*Czy w dobie nauki i techniki ma jeszcze sens mówienie o stworzeniu? - takie pytanie postawił Benedykt XVI podczas środowej audiencji generalnej w katechezie na temat Księgi Rodzaju. Papież mówił, że Biblia nie jest "podręcznikiem nauk przyrodniczych". *
W czasie spotkania z wiernymi w Watykanie Benedykt XVI powiedział, że opowieści Księgi Rodzaju wskazują, że "świat nie jest zespołem przeciwstawnych sobie sił, ale ma swoje źródło i swoją stabilność w odwiecznej myśli Boga".

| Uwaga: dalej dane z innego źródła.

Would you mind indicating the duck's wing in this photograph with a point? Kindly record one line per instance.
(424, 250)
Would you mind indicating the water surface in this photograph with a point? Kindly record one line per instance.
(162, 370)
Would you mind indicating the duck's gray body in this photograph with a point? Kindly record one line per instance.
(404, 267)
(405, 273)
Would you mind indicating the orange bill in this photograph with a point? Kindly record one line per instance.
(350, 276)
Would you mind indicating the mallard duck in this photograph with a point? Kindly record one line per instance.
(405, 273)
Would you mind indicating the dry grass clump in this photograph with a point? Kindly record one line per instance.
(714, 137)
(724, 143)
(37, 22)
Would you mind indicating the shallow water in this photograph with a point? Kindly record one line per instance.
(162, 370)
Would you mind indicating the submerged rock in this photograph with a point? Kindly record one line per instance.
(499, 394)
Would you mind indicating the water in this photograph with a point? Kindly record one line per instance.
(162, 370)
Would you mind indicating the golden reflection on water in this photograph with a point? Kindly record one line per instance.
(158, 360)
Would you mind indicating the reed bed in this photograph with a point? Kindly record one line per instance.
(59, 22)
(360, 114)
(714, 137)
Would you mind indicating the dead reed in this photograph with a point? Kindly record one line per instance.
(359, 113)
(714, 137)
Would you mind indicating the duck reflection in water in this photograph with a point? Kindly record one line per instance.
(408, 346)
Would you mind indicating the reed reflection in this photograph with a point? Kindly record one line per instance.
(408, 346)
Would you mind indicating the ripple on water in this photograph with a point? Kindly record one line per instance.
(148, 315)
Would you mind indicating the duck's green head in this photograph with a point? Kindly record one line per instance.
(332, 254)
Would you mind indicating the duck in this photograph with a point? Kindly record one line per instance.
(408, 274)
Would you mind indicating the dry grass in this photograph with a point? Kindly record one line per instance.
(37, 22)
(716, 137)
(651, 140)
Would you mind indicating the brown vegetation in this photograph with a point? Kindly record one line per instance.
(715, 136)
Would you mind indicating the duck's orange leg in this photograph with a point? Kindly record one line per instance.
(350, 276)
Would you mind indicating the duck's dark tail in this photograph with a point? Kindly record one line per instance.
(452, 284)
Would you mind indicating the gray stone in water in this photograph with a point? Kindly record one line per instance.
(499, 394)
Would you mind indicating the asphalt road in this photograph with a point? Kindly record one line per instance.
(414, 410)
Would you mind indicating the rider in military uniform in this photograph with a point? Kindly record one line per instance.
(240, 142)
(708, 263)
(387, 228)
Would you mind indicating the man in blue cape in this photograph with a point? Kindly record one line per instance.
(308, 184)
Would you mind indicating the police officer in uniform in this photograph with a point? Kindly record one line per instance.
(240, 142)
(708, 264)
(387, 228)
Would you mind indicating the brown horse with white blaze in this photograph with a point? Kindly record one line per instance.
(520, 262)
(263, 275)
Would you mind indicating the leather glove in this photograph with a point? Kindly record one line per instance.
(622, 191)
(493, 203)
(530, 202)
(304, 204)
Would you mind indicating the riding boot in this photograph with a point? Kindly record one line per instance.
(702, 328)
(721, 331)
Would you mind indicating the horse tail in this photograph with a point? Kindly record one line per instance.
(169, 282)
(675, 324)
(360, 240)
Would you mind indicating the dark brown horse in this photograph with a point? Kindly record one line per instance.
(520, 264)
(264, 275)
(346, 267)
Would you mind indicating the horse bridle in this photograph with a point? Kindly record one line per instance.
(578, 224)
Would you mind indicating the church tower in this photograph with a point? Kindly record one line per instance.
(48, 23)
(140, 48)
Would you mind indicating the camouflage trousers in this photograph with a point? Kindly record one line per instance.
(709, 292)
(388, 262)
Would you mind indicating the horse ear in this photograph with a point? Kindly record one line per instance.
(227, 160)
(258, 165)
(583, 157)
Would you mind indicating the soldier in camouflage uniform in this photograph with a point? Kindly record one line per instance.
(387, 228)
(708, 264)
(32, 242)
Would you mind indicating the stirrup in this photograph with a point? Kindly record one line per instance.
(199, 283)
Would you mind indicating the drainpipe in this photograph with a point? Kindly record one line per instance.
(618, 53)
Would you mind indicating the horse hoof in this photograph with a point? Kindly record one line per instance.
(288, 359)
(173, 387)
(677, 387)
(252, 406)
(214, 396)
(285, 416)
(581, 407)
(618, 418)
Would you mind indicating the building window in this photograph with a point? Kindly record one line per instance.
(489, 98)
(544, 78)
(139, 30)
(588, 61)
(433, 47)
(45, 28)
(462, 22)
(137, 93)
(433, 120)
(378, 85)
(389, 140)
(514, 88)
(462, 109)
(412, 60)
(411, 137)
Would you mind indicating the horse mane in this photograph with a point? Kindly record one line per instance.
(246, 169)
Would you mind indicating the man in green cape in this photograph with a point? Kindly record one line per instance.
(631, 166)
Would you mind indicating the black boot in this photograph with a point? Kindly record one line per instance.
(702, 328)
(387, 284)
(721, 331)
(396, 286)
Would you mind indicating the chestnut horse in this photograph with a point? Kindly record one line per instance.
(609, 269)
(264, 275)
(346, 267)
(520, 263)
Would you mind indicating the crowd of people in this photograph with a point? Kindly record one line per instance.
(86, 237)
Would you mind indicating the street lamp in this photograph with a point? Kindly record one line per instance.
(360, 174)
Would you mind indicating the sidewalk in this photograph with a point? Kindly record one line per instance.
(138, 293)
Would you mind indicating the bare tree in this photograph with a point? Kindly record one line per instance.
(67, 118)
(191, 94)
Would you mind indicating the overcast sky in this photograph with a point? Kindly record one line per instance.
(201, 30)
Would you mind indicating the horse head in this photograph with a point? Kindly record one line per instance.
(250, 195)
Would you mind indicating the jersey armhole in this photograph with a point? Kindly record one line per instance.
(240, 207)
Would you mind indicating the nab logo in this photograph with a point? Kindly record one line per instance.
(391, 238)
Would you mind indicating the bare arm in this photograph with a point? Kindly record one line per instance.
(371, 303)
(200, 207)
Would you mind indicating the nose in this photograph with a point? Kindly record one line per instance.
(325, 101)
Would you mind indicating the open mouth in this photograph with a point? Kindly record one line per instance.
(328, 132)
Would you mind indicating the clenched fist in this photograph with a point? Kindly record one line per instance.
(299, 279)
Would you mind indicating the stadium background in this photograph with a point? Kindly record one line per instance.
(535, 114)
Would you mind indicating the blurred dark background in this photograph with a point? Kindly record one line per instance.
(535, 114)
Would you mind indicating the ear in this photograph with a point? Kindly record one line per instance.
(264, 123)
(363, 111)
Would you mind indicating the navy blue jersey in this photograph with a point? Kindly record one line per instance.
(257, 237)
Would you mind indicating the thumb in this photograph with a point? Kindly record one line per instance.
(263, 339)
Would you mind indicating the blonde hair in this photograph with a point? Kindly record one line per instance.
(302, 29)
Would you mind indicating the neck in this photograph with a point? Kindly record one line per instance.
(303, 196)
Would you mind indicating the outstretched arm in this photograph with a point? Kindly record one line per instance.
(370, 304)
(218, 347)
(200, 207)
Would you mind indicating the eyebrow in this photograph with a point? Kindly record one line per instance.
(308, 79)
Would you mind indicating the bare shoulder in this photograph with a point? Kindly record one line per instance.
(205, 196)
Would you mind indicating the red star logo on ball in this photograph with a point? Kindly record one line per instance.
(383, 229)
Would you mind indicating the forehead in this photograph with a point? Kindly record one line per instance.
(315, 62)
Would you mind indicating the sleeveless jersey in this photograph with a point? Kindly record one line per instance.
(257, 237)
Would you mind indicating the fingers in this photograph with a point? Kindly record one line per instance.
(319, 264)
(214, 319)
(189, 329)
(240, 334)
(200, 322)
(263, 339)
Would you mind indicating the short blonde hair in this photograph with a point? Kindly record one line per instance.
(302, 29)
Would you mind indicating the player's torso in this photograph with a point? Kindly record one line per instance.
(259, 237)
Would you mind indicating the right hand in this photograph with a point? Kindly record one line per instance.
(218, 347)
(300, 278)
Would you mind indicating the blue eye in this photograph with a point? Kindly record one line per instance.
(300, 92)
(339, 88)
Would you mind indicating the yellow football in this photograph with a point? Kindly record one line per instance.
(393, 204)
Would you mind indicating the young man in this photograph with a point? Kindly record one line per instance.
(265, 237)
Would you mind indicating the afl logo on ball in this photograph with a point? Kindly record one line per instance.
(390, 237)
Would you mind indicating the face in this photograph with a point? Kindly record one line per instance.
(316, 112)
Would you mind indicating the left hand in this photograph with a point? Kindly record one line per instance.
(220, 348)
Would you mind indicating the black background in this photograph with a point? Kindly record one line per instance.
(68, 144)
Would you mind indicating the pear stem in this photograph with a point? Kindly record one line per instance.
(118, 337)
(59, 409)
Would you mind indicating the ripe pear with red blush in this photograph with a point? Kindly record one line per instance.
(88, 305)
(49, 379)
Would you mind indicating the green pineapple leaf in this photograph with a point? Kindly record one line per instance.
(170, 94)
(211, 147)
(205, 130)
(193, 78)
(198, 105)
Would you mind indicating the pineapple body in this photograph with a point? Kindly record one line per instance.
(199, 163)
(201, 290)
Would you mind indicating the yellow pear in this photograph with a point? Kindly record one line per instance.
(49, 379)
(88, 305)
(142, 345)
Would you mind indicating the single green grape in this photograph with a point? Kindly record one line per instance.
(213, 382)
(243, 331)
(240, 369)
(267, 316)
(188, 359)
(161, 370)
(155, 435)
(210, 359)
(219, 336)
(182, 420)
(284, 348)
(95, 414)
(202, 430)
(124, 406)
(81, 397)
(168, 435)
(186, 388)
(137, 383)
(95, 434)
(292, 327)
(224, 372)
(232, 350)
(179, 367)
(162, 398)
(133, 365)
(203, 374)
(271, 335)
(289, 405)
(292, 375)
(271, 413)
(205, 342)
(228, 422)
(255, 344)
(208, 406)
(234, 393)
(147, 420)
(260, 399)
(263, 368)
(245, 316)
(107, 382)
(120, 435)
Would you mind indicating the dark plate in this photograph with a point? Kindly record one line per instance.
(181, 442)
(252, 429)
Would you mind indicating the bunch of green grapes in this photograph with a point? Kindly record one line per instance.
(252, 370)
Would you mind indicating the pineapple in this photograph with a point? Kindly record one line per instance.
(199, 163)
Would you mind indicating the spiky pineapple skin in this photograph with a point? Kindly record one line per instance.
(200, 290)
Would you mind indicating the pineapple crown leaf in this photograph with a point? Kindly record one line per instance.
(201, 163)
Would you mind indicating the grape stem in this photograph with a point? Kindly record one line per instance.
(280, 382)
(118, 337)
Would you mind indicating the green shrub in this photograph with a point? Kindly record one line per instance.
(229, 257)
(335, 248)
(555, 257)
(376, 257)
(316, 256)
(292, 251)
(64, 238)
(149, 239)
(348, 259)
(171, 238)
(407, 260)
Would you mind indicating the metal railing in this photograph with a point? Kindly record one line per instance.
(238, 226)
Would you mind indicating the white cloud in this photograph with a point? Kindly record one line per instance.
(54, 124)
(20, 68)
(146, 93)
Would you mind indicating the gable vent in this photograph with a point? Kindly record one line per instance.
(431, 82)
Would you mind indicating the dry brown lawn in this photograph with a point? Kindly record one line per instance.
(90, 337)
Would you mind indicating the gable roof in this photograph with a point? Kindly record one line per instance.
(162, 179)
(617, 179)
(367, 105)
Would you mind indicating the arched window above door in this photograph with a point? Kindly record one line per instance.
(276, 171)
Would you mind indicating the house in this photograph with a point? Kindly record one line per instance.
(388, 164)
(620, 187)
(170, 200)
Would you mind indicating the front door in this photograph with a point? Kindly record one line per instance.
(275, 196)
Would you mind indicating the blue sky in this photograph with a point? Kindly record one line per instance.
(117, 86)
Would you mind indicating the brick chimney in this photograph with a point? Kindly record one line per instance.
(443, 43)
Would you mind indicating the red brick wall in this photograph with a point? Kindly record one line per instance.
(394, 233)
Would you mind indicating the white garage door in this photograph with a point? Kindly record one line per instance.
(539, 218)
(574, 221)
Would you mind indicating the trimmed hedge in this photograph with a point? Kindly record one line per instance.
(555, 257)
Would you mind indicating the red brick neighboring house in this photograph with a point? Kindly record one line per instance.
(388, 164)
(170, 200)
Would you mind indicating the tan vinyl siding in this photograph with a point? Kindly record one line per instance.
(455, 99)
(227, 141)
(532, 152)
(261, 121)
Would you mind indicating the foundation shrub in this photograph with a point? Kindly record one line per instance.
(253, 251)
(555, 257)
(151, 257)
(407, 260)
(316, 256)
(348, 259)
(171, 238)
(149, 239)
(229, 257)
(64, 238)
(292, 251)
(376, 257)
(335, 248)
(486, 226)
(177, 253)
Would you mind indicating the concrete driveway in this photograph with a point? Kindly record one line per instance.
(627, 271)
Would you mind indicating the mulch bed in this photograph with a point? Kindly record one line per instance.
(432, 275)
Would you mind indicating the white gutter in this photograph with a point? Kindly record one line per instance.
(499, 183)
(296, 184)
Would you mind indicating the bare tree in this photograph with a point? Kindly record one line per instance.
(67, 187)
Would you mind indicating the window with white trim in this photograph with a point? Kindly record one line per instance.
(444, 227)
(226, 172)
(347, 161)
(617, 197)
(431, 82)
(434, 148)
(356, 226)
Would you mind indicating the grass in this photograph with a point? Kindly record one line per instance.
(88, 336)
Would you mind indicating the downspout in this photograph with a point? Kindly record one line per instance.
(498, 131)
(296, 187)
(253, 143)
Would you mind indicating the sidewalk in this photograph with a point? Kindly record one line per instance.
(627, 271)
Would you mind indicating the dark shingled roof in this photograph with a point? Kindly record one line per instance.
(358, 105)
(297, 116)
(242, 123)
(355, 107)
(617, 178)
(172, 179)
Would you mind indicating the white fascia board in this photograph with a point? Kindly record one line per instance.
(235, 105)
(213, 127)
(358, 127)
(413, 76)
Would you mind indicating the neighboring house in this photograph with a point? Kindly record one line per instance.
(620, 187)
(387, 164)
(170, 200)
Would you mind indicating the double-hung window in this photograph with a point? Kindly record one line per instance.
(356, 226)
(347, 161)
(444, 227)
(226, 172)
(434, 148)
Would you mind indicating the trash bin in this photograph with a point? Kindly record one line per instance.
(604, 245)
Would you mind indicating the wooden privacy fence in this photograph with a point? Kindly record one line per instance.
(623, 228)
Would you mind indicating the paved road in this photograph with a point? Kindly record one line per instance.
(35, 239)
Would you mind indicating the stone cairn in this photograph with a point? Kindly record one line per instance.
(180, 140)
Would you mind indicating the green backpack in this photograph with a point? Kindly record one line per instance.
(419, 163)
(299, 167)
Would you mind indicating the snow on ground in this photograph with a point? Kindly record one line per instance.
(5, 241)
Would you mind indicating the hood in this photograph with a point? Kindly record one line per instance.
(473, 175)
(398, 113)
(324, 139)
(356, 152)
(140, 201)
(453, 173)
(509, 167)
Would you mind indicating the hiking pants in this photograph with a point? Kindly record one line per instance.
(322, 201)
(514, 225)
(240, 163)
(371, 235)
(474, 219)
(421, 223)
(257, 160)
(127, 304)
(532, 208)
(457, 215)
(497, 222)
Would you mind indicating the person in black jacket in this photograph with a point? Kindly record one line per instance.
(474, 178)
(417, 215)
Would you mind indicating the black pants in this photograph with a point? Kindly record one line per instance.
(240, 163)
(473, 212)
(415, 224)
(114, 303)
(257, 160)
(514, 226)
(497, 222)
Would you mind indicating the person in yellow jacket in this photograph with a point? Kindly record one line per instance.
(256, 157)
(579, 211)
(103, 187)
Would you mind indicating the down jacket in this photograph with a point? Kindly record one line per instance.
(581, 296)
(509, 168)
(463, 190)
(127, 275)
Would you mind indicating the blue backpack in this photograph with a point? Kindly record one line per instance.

"Wiara, że Boży plan jest u podstaw wszystkiego, oświetla każdy aspekt istnienia i daje nam odwagę, by z ufnością i nadzieją stawić czoło wydarzeniom życia" - zauważył papież.
Następnie podkreślił, że "każde ludzkie życie jest szczególnie chronione przez Boga". "To jest najgłębsza przyczyna nienaruszalności ludzkiej godności w obliczu wszelkich pokus oceny osoby według kryteriów użyteczności i siły" - dodał.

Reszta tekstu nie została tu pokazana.